Mengepul dengan keringat, Kim mengikutinya dengan cepat.
Respons Suhyuk cepat, seperti biasa.
Meski begitu, butuh waktu 30 menit untuk melakukan tes pada pasien, meskipun ia bertindak sangat cepat.
Pertama dia mengumpulkan darah dari pasien, dan kemudian tes lain dilakukan.
Dari ujung kepala sampai ujung kaki pasien dipindai.
Melihat monitor, gumam Suhyuk.
“Laserasi hati.”
Kim Woojin, yang mengambil suntikan CT pasien di dadanya, bertanya apa artinya itu.
Seseorang menjawab dari belakang.
“Itu artinya hatinya pecah.”
Dia adalah Prof. Han. Ketika dia mendekat, Suhyuk membuka mulutnya,
“Tanda vitalnya tidak membaik, bahkan dengan banyak darah. Saya pikir kita perlu memulai operasi. ”
Han menatap CT dengan hati-hati.
Warna hitam yang seharusnya tidak berada di antara diafragma dan hati tersangkut di matanya.
Itu adalah tanda bahwa ada pendarahan internal.
“Kapan dia mulai menerima banyak darah?”
“Lebih dari 30 menit yang lalu.”
“Bersiaplah untuk operasi.”
Atas perintah Han, staf medis mulai memindahkan pasien.
“Aku tidak mau operasi! Tidak.”
Pasien, yang sangat berbau alkohol, berteriak tiba-tiba.
Juru kamera yang menembak Han bertanya, “Sepertinya dia adalah pasien darurat.”
Han, mengangguk, membuka mulutnya,
“Adapun pasien dengan laserasi hati, jika tekanan darah dan nadi mereka dapat dipertahankan dengan terapi konservatif yang tepat, maka Anda tidak perlu melakukan operasi. Tapi saya pikir dia perlu dioperasi. ”

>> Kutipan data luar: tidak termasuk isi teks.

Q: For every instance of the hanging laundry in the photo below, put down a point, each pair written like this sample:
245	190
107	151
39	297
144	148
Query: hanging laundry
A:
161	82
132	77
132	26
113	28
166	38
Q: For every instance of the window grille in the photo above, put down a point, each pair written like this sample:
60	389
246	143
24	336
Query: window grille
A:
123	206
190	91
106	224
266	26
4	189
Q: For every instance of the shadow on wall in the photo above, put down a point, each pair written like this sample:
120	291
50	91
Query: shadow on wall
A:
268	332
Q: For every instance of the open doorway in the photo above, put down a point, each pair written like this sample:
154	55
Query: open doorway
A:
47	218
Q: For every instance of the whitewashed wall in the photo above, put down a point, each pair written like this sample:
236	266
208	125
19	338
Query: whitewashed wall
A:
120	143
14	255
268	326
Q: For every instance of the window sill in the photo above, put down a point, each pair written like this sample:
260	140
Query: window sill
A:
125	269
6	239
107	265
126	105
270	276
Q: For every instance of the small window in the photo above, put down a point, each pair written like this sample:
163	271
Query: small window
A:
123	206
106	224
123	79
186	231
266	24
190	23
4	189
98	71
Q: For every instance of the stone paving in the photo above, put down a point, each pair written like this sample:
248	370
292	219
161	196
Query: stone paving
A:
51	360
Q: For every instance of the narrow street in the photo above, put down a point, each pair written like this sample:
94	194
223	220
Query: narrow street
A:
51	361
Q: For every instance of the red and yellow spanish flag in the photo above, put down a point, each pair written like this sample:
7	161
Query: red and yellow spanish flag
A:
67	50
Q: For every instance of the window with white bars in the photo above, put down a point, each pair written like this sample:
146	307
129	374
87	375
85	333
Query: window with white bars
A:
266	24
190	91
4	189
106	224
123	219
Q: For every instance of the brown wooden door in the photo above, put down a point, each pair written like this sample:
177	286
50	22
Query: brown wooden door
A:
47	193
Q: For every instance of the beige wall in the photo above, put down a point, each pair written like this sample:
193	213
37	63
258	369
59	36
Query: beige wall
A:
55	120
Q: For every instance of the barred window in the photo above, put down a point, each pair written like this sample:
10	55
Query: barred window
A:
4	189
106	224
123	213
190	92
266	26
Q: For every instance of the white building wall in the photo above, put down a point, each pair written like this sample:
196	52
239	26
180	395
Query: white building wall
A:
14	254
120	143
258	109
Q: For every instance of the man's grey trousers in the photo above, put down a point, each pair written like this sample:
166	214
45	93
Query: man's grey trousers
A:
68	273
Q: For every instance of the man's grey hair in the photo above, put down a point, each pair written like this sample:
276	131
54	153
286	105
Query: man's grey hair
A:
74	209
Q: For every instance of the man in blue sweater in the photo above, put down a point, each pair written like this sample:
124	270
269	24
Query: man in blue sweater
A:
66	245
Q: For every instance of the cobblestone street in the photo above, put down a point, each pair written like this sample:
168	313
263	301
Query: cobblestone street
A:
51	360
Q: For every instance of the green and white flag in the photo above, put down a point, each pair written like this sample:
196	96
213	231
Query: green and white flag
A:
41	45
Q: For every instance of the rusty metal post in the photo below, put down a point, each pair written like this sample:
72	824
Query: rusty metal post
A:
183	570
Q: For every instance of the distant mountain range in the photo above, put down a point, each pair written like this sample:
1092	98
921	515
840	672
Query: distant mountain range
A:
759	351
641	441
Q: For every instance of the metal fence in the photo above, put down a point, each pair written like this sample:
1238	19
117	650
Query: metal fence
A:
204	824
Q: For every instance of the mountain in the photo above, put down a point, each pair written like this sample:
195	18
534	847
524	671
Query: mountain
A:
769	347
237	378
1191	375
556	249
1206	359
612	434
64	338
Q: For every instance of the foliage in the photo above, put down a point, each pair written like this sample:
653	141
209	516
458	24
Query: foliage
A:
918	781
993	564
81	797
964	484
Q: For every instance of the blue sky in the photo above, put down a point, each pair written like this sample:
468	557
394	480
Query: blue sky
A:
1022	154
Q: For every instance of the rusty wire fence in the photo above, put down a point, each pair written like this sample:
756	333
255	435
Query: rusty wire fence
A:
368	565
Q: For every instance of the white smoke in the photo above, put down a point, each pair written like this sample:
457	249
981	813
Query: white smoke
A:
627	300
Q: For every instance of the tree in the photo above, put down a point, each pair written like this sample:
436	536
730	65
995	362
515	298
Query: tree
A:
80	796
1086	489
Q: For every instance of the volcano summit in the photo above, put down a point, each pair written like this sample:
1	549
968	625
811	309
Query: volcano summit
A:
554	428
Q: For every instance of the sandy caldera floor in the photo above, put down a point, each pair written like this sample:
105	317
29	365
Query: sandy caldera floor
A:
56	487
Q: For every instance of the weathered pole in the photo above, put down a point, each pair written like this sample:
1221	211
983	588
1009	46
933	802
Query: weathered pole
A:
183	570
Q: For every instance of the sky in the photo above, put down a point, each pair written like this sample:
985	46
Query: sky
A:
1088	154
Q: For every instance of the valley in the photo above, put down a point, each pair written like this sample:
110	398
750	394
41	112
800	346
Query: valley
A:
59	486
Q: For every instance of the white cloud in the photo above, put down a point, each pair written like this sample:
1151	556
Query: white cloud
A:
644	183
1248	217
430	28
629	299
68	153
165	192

Darah menggenang di diafragma, dan denyut nadi dan tekanan darah turun tanpa membaik selama lebih dari 30 menit.
Transfusi darah dan pengobatan akan cukup.
Tidak ada pilihan lain selain membuka perutnya dan memberikan hemostasis langsung.
Han langsung menuju ruang operasi.
Han membuka mulut, was.hi + ng lengannya dengan sikat desinfeksi,
“Sepertinya pasien punya banyak masalah dalam dirinya.”
Suhyuk mengangguk. Keracunan membuatnya bodoh.
“Ayo pergi.”
Mengangguk, Suhyuk berubah menjadi gaun operasi.
Dia juga mengenakan topeng baru, dan dia berbalik dengan cepat dengan perasaan menakutkan.